クラスタ状態モニターは、オペレーティング・システムを含む完全な技術スタックを監視し、円滑なクラスタ操作を確保します。どちらのコンポーネントも、すべてのOracleクラスタでデフォルトで有効になっています。Oracleでは、両方のコンポーネントを使用することをお薦めします。また、Clusterwareリソース・アクティビティ・ログを使用してOracle Clusterware管理リソースを監視します。

4.6.1 Oracle Enterprise ManagerによるOracle Clusterwareの監視

Oracle Enterprise Managerを使用して、Oracle Clusterware環境を監視します。

クライアントのブラウザを使用してOracle Enterprise Managerにログインすると、クラスタ・データベースのホーム・ページが表示され、ここでOracle Database環境とOracle Clusterware環境の両方のステータスを監視できます。Oracle Clusterwareの監視には、次の詳細が含まれます:

  • クラスタ・ターゲットに関する、Oracle Enterprise Managerのクラスタ状態モニターの現在のデータと履歴データ

  • VIPの再配置が発生した場合の通知

  • クラスタ検証ユーティリティ(CVU)を介して取得した情報を使用する、クラスタの各ノードのOracle Clusterwareのステータス

  • ノード・アプリケーション(nodeapps)が起動または停止した場合の通知

  • Oracle Cluster Registryに対するOracle Clusterwareのアラート・ログの問題、投票ファイルの問題(発生した場合)およびノード除去に関する通知

クラスタ・データベースのホーム・ページは、シングル・インスタンスのデータベースのホーム・ページに似ています。ただし、クラスタ・データベースのホーム・ページには、Oracle Enterprise Managerによってシステムの状態と可用性が表示されます。システムの状態および可用性には、アラート・メッセージおよびジョブ・アクティビティのサマリーと、すべてのデータベースおよびOracle Automatic Storage Management (Oracle ASM)インスタンスへのリンクが含まれます。たとえば、すべての優先インスタンスでサービスが実行されていない場合、またはサービス応答時間のしきい値が満たされていない場合など、クラスタのサービスでの問題を追跡します。

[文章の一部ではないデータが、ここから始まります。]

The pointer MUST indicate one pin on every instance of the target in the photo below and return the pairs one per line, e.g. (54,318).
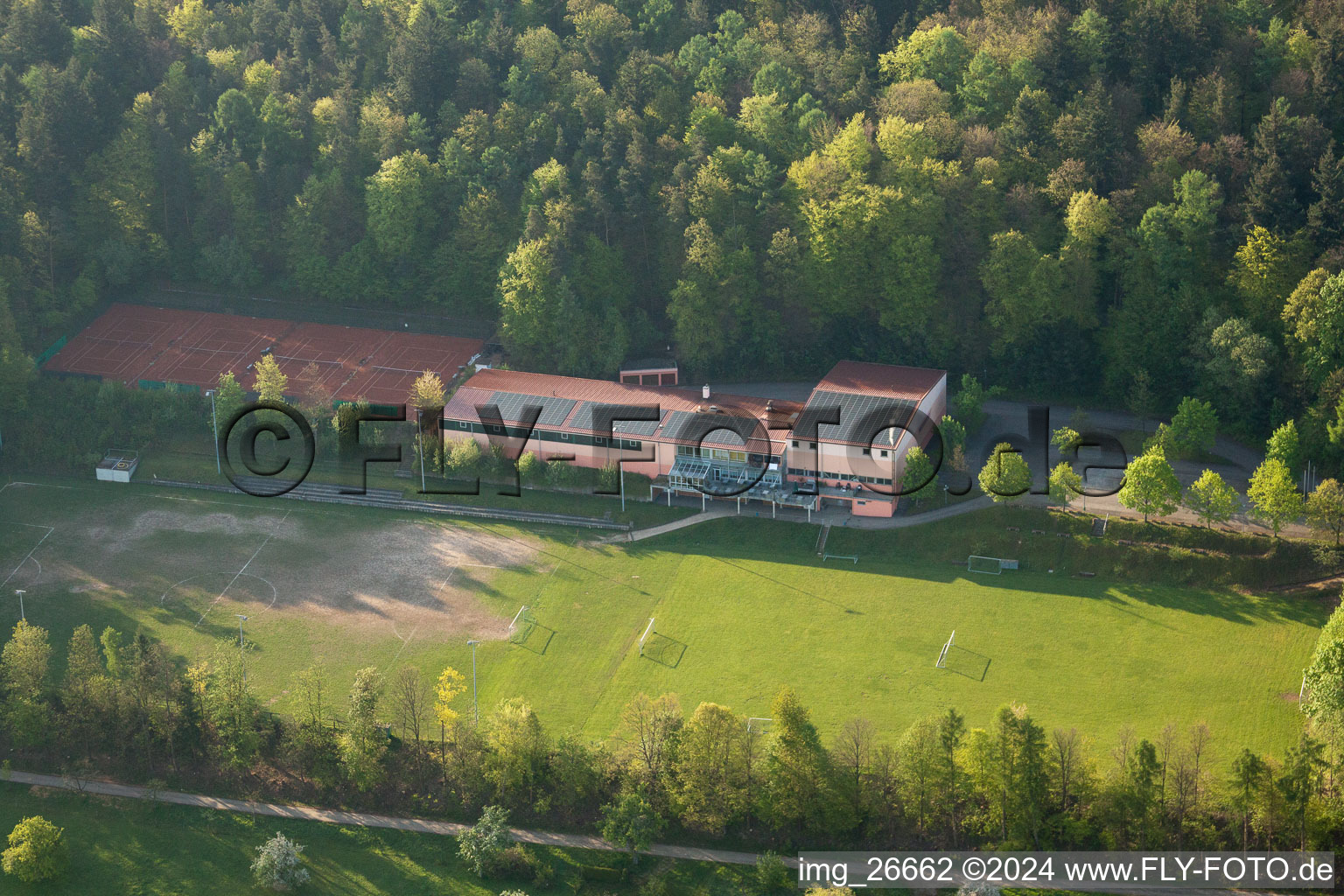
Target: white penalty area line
(49,531)
(406,641)
(38,485)
(220,597)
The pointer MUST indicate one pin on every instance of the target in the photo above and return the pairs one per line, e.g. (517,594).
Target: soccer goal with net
(942,654)
(990,566)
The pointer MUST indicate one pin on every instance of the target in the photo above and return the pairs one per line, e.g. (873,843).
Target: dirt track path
(360,820)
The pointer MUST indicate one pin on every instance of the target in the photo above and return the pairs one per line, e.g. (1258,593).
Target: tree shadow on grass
(967,662)
(664,650)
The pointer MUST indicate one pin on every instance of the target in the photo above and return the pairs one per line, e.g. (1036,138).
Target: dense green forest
(1126,200)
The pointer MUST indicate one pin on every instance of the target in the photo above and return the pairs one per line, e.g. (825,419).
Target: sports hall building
(845,444)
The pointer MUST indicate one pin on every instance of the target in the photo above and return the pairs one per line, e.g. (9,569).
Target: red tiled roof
(892,381)
(669,398)
(479,388)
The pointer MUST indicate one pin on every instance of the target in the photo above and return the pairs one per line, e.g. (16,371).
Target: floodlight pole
(420,442)
(241,662)
(476,710)
(214,426)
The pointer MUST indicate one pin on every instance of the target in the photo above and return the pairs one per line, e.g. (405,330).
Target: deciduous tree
(1151,485)
(1274,499)
(1211,499)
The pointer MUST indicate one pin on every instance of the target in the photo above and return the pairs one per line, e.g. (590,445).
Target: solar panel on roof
(554,410)
(584,421)
(862,416)
(683,424)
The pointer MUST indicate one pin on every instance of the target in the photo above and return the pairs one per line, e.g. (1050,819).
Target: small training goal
(942,654)
(990,566)
(644,637)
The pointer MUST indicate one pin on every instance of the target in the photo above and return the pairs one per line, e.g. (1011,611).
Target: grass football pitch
(742,607)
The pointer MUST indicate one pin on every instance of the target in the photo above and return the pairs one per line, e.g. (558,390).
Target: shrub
(481,845)
(280,864)
(35,850)
(772,875)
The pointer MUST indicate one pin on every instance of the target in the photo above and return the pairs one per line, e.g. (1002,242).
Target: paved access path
(361,820)
(443,828)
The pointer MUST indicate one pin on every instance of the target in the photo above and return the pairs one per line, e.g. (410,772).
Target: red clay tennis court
(122,343)
(214,344)
(137,343)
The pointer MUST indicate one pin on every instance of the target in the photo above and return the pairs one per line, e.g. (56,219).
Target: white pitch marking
(414,629)
(50,529)
(178,584)
(237,574)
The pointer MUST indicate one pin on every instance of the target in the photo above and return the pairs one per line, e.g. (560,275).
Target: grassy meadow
(1158,634)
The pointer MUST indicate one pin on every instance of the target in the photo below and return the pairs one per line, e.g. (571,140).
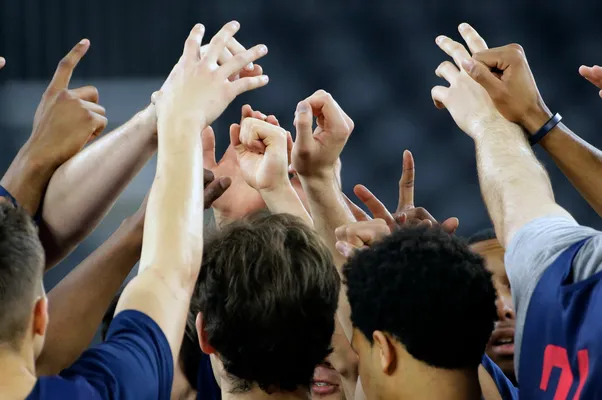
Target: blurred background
(377,59)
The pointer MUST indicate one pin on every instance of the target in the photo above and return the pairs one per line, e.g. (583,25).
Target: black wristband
(545,129)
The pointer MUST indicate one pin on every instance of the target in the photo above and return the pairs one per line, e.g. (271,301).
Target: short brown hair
(21,271)
(268,291)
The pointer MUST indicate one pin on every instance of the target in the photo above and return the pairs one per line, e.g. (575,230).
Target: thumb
(303,125)
(482,75)
(208,141)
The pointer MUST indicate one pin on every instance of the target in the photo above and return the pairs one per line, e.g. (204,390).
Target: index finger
(453,49)
(358,213)
(376,207)
(473,40)
(62,75)
(406,183)
(235,47)
(322,103)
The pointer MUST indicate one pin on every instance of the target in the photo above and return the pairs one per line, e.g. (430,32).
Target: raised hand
(466,100)
(66,120)
(199,88)
(406,211)
(316,154)
(504,72)
(233,47)
(360,235)
(592,74)
(262,151)
(240,199)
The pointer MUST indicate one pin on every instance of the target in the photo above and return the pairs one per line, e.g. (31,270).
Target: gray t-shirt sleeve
(534,247)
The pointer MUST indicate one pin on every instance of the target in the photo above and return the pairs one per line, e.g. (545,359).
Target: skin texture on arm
(516,96)
(79,302)
(515,187)
(83,190)
(196,93)
(64,122)
(314,156)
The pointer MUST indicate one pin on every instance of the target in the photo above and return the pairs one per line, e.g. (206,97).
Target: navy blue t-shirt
(135,362)
(506,389)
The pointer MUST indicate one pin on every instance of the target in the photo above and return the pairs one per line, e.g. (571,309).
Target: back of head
(21,270)
(268,292)
(427,290)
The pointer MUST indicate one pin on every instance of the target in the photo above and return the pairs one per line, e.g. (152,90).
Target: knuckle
(66,62)
(64,95)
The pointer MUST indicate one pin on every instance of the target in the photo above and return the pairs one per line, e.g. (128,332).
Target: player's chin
(506,363)
(325,391)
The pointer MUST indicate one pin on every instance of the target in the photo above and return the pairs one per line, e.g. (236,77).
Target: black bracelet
(545,129)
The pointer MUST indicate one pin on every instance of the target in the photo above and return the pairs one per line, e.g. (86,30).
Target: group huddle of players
(296,292)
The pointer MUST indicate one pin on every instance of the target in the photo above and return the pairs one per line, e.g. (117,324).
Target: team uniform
(555,270)
(135,362)
(506,389)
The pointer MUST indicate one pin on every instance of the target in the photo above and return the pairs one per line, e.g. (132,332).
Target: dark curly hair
(21,271)
(268,291)
(429,291)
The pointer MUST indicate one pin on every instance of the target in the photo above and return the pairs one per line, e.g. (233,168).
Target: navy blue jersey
(506,389)
(134,363)
(562,338)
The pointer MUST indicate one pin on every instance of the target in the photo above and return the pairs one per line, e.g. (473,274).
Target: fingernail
(302,107)
(224,183)
(468,65)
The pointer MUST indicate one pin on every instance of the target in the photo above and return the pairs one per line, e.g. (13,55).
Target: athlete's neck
(436,384)
(17,374)
(257,394)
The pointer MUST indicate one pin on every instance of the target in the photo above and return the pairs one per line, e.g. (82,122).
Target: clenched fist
(316,153)
(262,150)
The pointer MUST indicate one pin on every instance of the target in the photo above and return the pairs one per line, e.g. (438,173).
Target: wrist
(535,118)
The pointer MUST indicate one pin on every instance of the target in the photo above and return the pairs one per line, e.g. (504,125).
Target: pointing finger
(62,75)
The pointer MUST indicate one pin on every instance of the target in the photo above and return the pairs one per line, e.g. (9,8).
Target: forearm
(27,178)
(83,190)
(285,200)
(579,161)
(515,186)
(78,303)
(173,240)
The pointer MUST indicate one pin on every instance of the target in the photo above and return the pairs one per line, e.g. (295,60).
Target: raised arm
(197,93)
(64,122)
(516,96)
(79,302)
(314,157)
(83,190)
(514,184)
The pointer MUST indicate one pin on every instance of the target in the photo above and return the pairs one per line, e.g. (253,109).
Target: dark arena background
(377,58)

Oracle Enterprise Managerの「Interconnects」ページを使用して、Oracle Clusterware環境を監視します。「Interconnects」ページに次の詳細が表示されます:

  • クラスタ上のパブリック・インタフェースおよびプライベート・インタフェース

  • プライベートの相互接続での全体的なスループット

  • 各ネットワーク・インタフェースのそれぞれのスループット

  • エラー率(存在する場合)

  • インターコネクトのデータベース・インスタンスによるロード

  • 構成の誤りによりデータベース・インスタンスがパブリック・インタフェースを使用している場合の通知

  • インスタンスごとのインターコネクトのスループット

前述の情報はすべて、履歴ビューを含む収集としても使用できます。履歴ビューは、クラスタの待機イベントに関連する問題を診断する場合など、クラスタ・キャッシュの一貫性と併用すると役立ちます。「Interconnects」ページにアクセスするには、クラスタ・データベースのホーム・ページで、「Interconnect」タブをクリックします。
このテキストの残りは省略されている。